Home >Web Front-end >JS Tutorial >Teach you step-by-step how to reverse-engineer JS to reverse font crawling and obtain information from a recruitment website
Font anti-crawling: A common anti-crawling technology, which is a combination of web pages and front-end font files. Strategy, the first ones to use font anti-crawling technology were 58.com, Autohome, etc. Now many mainstream websites or APPs also use font anti-crawling technology to add an anti-crawling measure to their own websites or APPs.
Font anti-crawling principle: Replace certain data in the page with custom fonts. When we do not use the correct decoding method, we cannot obtain the correct data content.
Use custom fonts in HTML through @font-face, as shown below:The syntax format is:
@font-face{ font-family:"名字"; src:url('字体文件链接'); url('字体文件链接')format('文件类型') }
Font files are generally ttf type, eot type, woff type. Woff type files are widely used, so everyone usually encounters them. are all woff type files.
Take the woff type file as an example, what is its content, and what encoding method is used to make the data and code correspond one to one?

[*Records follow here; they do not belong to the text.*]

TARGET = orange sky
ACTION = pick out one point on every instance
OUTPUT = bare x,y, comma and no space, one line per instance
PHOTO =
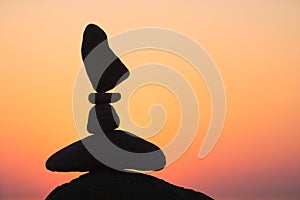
255,45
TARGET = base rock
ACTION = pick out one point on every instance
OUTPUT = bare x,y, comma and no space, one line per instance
101,185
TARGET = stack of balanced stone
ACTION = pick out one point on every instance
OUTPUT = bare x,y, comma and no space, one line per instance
106,148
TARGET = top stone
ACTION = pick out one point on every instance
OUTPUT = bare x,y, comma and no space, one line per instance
105,70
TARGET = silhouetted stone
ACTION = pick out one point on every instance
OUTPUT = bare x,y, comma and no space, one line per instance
126,186
103,115
102,98
105,70
76,157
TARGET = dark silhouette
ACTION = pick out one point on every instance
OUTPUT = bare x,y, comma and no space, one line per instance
105,70
119,185
110,180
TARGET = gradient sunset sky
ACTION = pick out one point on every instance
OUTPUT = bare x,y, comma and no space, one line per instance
255,45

We take the font file of a recruitment website as an example, enter the Baidu font compiler and open the font file, as shown in the figure below:
Open one randomly Font, as shown in the figure below:
It can be found that font 6 is placed in a plane coordinate, and the encoding of font 6 is obtained based on each point of the plane coordinate. Explain how to get the encoding of font 6.
How to solve the problem of font anti-climbing?

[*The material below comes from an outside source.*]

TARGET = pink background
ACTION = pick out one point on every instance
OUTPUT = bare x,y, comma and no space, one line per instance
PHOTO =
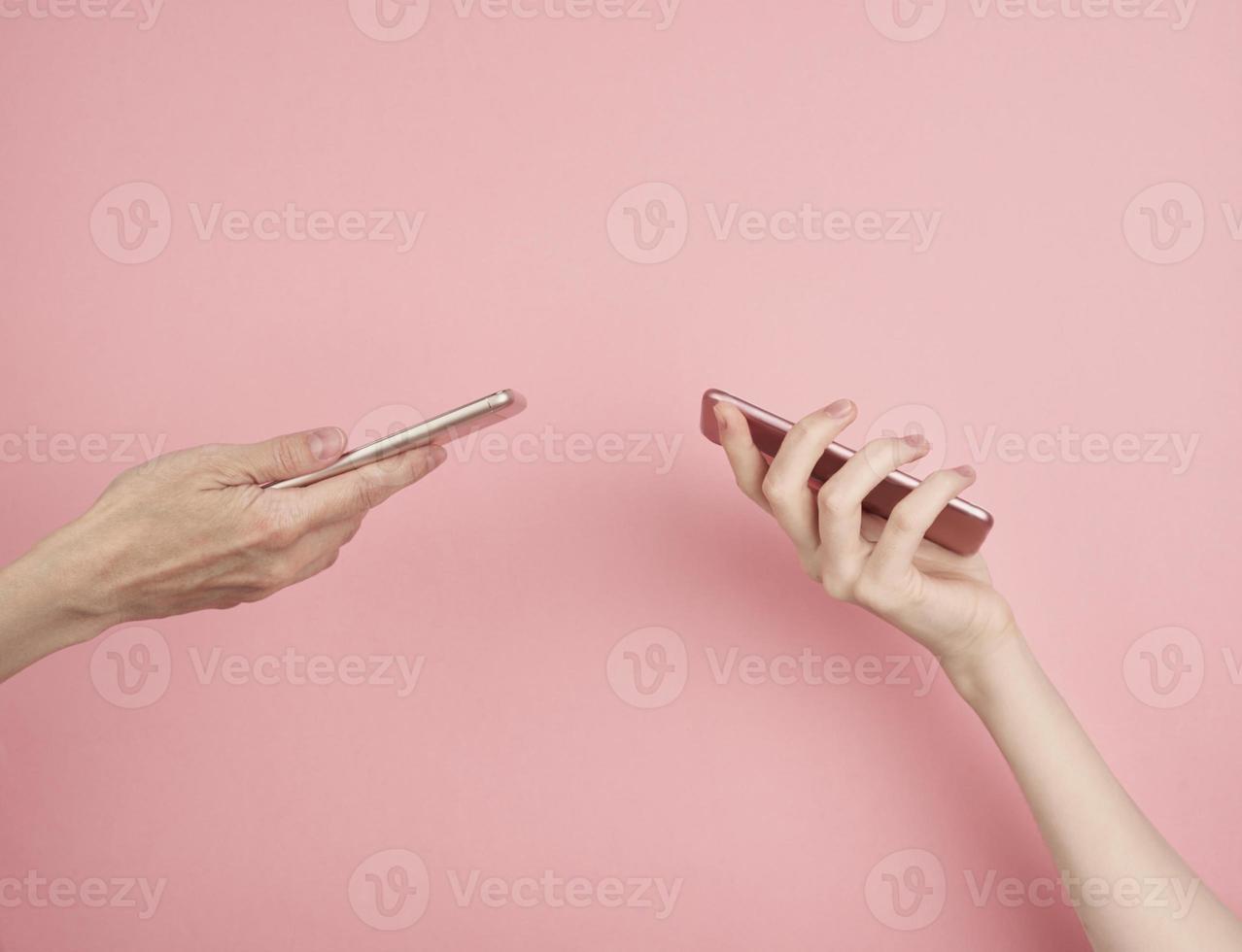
1030,312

First of all, the mapping relationship can be regarded as a dictionary. There are roughly two commonly used methods:
The first one: manually extract the corresponding relationship between a set of codes and characters and display it in the form of a dictionary. The code is as follows:
replace_dict={ '0xf7ce':'1', '0xf324':'2', '0xf23e':'3', ....... '0xfe43':'n', } for key in replace_dict: 数据=数据.replace(key,replace_dict[key])
First define a dictionary that corresponds to the font and its corresponding code, and then replace the data one by one through a for loop.
Note: This method is mainly suitable for data with few font mappings.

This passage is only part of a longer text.